Third-floor restoration, microbrewery coming to Tin Pig

The name of the planned microbrewery next to the Tin Pig might be a closely guarded secret, but the face of the new place was boldly revealed to the Perry Historic Preservation Commission Tuesday.

The Tin Pig restaurant opened in October 2019 in in the historic Gamble Block at 1203 Second St. in downtown Perry. The Sheffer family of Indianola, who own the building and operate the restaurant, plied a brisk trade for six months until the novel coronavirus global pandemic led Iowa’s governor to lock down the economy.

Six months later, an ill wind blew through Perry and brought a large chunk of the Gamble Block’s third floor to ground level, postponing the restaurant’s anticipated post-pandemic reopening.
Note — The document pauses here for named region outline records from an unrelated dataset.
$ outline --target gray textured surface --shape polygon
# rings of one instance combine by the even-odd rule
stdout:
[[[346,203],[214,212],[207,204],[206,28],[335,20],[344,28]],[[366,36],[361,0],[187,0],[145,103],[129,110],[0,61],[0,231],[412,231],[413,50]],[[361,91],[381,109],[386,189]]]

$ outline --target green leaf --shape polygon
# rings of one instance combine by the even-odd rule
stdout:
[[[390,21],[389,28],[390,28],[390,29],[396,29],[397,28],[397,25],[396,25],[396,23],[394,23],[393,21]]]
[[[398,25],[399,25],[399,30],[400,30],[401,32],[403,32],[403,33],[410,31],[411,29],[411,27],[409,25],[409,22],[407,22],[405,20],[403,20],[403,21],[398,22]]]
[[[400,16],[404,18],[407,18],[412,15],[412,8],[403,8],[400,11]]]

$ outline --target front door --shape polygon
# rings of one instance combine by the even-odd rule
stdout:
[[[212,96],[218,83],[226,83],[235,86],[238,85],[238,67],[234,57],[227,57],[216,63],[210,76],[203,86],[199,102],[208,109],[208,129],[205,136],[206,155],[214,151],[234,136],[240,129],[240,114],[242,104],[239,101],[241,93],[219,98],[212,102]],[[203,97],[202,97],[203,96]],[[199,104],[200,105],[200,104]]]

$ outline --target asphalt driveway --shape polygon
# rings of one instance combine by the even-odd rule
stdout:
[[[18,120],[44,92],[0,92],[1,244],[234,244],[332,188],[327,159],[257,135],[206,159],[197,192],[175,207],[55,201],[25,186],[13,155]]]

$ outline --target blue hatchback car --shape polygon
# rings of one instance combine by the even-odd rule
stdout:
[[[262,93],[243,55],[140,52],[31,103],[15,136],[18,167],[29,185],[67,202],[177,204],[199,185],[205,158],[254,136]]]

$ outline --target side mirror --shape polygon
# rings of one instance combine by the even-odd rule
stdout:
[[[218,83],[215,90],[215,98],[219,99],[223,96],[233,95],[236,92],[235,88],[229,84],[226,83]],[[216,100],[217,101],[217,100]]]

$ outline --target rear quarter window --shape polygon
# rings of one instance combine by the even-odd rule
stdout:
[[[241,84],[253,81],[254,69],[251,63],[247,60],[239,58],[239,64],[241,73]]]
Luckily, no one was hurt or killed when the derecho blew down the 120-year-old brickwork, and now the third floor will be fully restored to its original state thanks to the diligence of the Sheffers and the reasonableness of their insurance company, according to David Sheffer, who shared the restoration news Monday with the Perry Historic Preservation Commission.

“It should look the exact same as it did before,” said Sheffer, who said a construction fence will soon be built around the structure and scaffolding raised for the six-week project that will begin later this month.

He said Urbandale-based Tometich Engineering Inc. is designing the reconstruction, and Indianola-based Downing Inc. will be the project manager. Blond-toned bricks will be sourced from a California company to match the original facade of the Gamble Block, erected in 1899 and now on the National Register of Historic Buildings.

Sheffer also shared with the preservation commission the design of the facade planned for the coming microbrewery on the northern side of the building, the former home of the Mandarin Cafe.

The name of the new brew pub is a secret, Sheffer said, but he was willing to show to the commission a rendering of the proposed overhang for the brewery door and the new siding for the space. Work is also progressing on the upper-floor apartments, he said.

The Perry Historic Preservation Commission took no action but seemed pleased with the proposals and the prospect of a reopened Tin Pig.